Jim Jim - 1 month ago 8
Python Question

Python 3 call to "list" has odd side-effects

Consider the following two code snippets.

Snippet 1:

l = range(10)
list(l)
m = reversed(l)
list(m)
l = range(-1)
list(l)
list(m)


Snippet 2:

l = range(10)
m = reversed(l)
l = range(-1)
list(l)
list(m)


The only difference between them is that Snippet 2 does not call
list(l)
and
list(m)
in its first half.

Bizzarely, the final call to
list(m)
in Snippet 1 returns

[]


whereas the final call to
list(m)
in Snippet 2 returns

[9, 8, 7, 6, 5, 4, 3, 2, 1, 0]


These are different values!

This is not the behavior I would have expected.
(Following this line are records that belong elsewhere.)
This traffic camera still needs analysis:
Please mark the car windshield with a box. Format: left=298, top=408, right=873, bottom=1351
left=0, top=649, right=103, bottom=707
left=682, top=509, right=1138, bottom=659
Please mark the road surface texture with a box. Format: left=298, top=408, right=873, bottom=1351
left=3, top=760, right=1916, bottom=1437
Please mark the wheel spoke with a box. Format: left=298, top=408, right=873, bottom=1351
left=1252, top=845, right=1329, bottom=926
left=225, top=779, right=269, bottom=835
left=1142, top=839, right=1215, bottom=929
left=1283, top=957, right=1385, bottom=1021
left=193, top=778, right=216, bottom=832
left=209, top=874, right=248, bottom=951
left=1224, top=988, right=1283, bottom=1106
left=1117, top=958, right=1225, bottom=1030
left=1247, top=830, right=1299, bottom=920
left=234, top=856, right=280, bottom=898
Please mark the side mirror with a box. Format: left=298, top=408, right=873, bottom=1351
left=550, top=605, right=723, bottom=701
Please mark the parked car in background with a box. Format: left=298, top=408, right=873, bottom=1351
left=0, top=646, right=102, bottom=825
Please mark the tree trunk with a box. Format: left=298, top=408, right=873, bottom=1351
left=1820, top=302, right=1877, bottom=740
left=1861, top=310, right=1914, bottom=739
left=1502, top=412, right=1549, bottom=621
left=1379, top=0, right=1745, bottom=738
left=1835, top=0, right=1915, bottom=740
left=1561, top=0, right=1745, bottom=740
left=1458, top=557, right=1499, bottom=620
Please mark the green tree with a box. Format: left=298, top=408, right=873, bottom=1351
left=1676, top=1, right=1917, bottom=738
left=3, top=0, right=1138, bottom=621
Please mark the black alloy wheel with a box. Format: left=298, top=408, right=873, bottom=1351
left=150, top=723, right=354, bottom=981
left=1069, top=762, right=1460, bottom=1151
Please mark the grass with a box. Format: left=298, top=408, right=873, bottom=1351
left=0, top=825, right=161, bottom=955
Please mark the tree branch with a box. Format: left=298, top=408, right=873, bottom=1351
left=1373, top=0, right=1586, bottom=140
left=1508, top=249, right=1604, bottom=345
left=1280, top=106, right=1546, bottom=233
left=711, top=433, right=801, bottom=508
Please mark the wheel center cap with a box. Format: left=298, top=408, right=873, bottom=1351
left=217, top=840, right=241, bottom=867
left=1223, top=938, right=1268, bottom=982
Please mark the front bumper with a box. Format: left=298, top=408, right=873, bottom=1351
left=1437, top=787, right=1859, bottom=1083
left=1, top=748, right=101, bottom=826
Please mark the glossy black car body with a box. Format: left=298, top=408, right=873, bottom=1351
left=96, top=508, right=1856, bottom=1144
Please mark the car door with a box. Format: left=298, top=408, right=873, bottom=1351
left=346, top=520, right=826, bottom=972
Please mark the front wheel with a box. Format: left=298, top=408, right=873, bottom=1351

Presumably, the earlier calls to
list(l)
and
list(m)
in Snippet 1 are triggering some kind of memory optimization; is anybody able to explain to me precisely what is going on, please?

>>> l = range(10)
>>> list(l)
[0, 1, 2, 3, 4, 5, 6, 7, 8, 9]
>>> m = reversed(l)
>>> list(m)
[9, 8, 7, 6, 5, 4, 3, 2, 1, 0]
>>> l = range(-1)
>>> list(l)
[]
>>> list(m)
[]
>>>
>>> l = range(10)
>>> m = reversed(l)
>>> l = range(-1)
>>> list(l)
[]
>>> list(m)
[9, 8, 7, 6, 5, 4, 3, 2, 1, 0]


Thank you.

Answer

reversed returns an iterator which is a one trick pony: it is exhausted after you feed it to list (which builds a list from the reversed items) the first time.

In consequent runs, it will yield the empty list since m, the iterator supplied, is exhausted and can't yield any more values:

m = reversed(l)
print(m) # <range_iterator object at 0x7fc496ce6c00>
list(m)  # [9, 8, 7, 6, 5, 4, 3, 2, 1, 0]
list(m)  # []  (exhausted)

In your second snippet, you haven't called list on m as you do in the first, thereby not exhausting it.

You're only calling it once, in the end, and getting the list you see.